The fix: wrap each tokio::spawn task with tokio::time::timeout:

let wall_timeout = Duration::from_secs_f64(timeout_secs);
let result = tokio::time::timeout(
    wall_timeout,
    query_model_with_fallback(/* ... */),
)
.await
.unwrap_or_else(|_| {
    (name.clone(), name.clone(), format!("[Error: {name} timed out after {timeout_secs:.0}s]"))
});

This gives each parallel task a hard ceiling, regardless of how many retries or fallbacks happen inside. For the sequential debate rounds, the same pattern applies — wrap the query_model_async call:

let result = tokio::time::timeout(
    Duration::from_secs(120),
    query_model_async(/* ... */),
)
.await
.unwrap_or_else(|_| (name.to_string(), model_name, format!("[Error: {name} timed out]")));

The result

After all fixes, consilium --council completes in ~7-9 minutes instead of hanging indefinitely. GPT-5.4-Pro and Kimi-K2.5 time out cleanly and the remaining three models run the full debate. The judge delivers a verdict. The council still works — just with a degraded panel.

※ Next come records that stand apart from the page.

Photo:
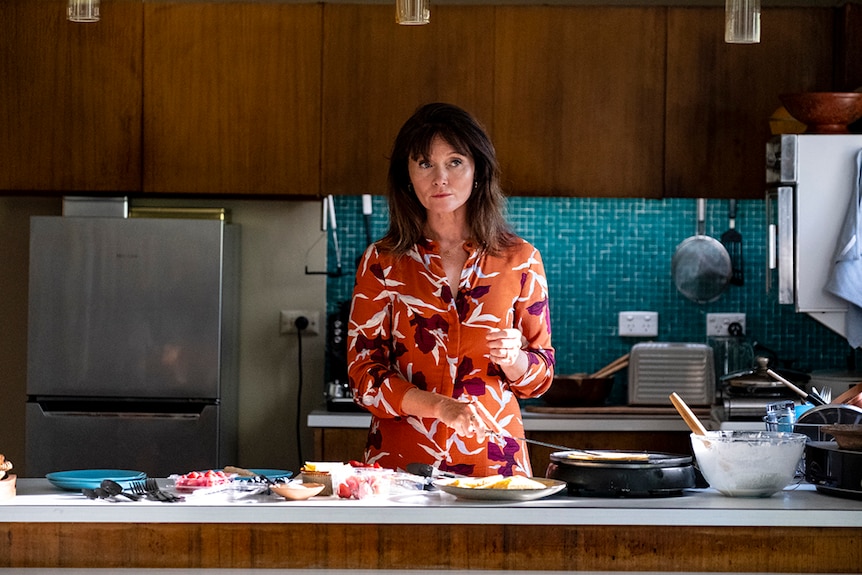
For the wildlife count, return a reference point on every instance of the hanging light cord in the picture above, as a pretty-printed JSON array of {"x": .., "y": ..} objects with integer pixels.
[{"x": 301, "y": 324}]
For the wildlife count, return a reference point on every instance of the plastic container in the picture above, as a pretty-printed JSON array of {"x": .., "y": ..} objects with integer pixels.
[{"x": 748, "y": 463}]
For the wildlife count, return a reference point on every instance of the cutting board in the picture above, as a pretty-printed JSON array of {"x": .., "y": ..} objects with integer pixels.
[{"x": 617, "y": 410}]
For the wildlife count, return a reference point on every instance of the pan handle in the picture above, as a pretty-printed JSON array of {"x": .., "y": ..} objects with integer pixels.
[{"x": 701, "y": 216}]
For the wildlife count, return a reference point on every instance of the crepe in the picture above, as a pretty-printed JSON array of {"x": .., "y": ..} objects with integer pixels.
[{"x": 497, "y": 482}]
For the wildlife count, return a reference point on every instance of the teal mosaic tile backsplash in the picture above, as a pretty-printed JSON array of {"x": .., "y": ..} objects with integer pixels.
[{"x": 603, "y": 256}]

If you need faster council runs, override the first model:

CONSILIUM_MODEL_M1="google/gemini-2.5-flash" consilium --council "your question"

Summary

Three things worth remembering about GPT-5.4-Pro’s Responses API:

  1. Minimum token budget required. max_output_tokens < ~3000 causes silent stalls. Set a floor of 4,096.
  2. Structured prompts are slow. Multi-point enumerated prompts trigger full reasoning regardless of question difficulty. Budget 60-80s per call.
  3. Test with production parameters. A simple curl with a short system prompt will show 7-10s latency. The same model with your actual production prompt may take 10x longer. Always benchmark with the exact payload you’ll send.

And the Rust lesson: per-request timeouts are necessary but not sufficient. Any retry chain needs a wall-clock timeout wrapping the whole thing.